Are you the responsible one?

The Weight of Responsibility
Your Journal Prompts This Week:
What does the word responsibility mean to me & how does it show up in my life?
What do I tend to take responsibility for that isn't mine?
How could I take greater responsibility for my own joy, happiness, and fulfillment?
I'm currently in a group that is working it's way through The Artist's Way by Julia Cameron. In week 2, one passage really struck a chord with me:
"Often, creativity is blocked by our falling in with other people's plans for us. We want to set aside time for our creative work, but we feel we should do something else instead. As blocked creatives, we focus not on our responsibilities to ourselves, but on our responsibilities to others. We tend to think such behavior makes us good people. It doesn't. It makes us frustrated people." - Julia Cameron, The Artist's Way, page 43.
Shauna Niequist also talks about the weight of responsibility in Present Over Perfect, and she declared she was done with taking on the identity of the Most Responsible One:
"I'm done with that kind of responsible. I don't want to get to the end of my life and look back and realize that the best thing about me was I was organized. That I executed well, that I ran a tight ship, that I never missed a detail." - Shauna Niequist, Present Over Perfect, page 197.

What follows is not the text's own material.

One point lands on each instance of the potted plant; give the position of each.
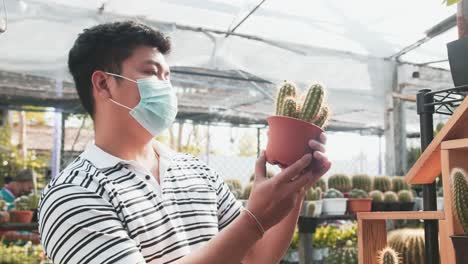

These both resonate with me because I've spent most of my life trying to prove how responsible I am (and maybe you have, too). I was taught that to get ahead at work, I had to do everything I could to make my bosses look good, to make sure they had everything they needed. I tried so hard to do that, but as Julia says, I became a very frustrated person. This led to an incident that my husband refers to as the "F*** Stacy" moment. Stacy (whose name has been changed to protect her true identity), was the C-suite executive my boss and I reported to. During a particularly challenging week at work, my boss sent me an email that said it didn't matter what anyone else wanted or suggested, so long as "Stacy was happy."
I was so frustrated in that moment by those words that I read the email aloud to my husband and then shouted, "F*** STACY, *I* WANT TO BE HAPPY!!!!"
I'd like to say that I learned a major lesson in that moment, that I never let a false sense of duty or responsibility to someone else overtake my responsibility for my own happiness . . . and in some ways, it was a turning point. I did get a new job after that. But that habit of being the responsible one is hard to break, and I still come up against it today. But now I'm starting to see it for what it is.
So if you are finding it challenging these days to take care of yourself, to do the work you really want to do, to create happiness within and for yourself, I wrote the above journal prompts.
Let's reexamine and redefine our relationship to responsibility, then see what happens! (And if you've ever had a "F*** Stacy" moment, I'd love to hear about it!!)